# Wet Anchor mounting of fence posts ?



## Sven (Dec 25, 2007)

We don't want metal posts but I worry about wood posts mounted in concrete, even if done correctly to avoid moisture buildup. I've see a couple of fences that were mounted with Wet Anchors, leaving the post sitting nice and dry, above the ground.


If it weren't for winds, I'd just go ahead with that Wet Anchor solution, but I wonder if the post monting will be rigid enough to hold up against the canyon winds we sometimes get. I haven't seen Wet Anchors mentioned in any of the fence books or articles I've got or found and suspect that might be the reason ?

Thoughts ?

Thanks,



-Sven


----------



## concretemasonry (Oct 10, 2006)

There are many products that use the term "wet anchor".

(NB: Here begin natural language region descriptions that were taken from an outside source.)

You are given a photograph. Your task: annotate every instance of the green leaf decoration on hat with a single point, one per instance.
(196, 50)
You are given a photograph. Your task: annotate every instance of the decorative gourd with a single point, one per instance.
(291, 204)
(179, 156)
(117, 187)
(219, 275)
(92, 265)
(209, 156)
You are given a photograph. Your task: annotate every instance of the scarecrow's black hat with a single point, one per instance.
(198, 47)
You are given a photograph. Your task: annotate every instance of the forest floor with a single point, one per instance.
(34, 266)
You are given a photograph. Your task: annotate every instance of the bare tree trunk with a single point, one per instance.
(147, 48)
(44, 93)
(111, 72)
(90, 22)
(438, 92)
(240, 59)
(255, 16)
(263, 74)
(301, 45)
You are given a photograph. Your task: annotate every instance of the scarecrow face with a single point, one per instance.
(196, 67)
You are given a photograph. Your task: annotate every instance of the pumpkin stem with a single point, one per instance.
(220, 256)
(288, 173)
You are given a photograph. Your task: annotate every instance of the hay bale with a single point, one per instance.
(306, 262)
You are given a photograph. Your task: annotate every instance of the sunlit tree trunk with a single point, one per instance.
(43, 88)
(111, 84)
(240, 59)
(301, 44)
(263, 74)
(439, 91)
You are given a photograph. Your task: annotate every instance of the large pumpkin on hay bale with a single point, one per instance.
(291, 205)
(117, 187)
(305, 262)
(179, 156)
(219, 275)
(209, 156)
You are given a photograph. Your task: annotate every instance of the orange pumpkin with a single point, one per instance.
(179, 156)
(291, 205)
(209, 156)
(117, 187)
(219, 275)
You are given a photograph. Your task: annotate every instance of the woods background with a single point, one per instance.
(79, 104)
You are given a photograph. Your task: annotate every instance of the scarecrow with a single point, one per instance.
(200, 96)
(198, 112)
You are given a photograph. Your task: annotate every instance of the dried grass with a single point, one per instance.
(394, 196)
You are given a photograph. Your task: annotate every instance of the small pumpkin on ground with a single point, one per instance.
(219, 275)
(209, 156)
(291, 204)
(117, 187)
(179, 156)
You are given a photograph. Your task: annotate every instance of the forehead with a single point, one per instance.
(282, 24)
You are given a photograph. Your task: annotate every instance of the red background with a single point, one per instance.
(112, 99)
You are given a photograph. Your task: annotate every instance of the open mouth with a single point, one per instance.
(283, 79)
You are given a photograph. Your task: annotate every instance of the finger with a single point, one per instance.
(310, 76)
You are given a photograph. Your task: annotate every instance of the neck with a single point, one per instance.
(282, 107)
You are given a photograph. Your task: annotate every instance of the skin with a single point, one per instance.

If it is a steel connector or 4x4s that is set in the concrete, it is not recommented for fence posts. Anything that is just connected with a single bolt or two can be used for decks where there is other bracing, but does not have the strength to be used as a fence post, where your load is horizontal.


----------



## Sven (Dec 25, 2007)

concretemasonry said:


> If it is a steel connector or 4x4s that is set in the concrete, it is not recommented for fence posts.
> ...
> where your load is horizontal.



Thanks, that's kind of what I suspected. 

Until I saw a beautiful fence that was built that way I'd never considered it an option but thought maybe the builder knew something I didn't. S/he had done a great job other than the wet anchors but maybe there is some bracing inside the fence that I don't see.

I'll shelve that option and go back to metal posts hidden with wood.


Thanks again,




-Sven


----------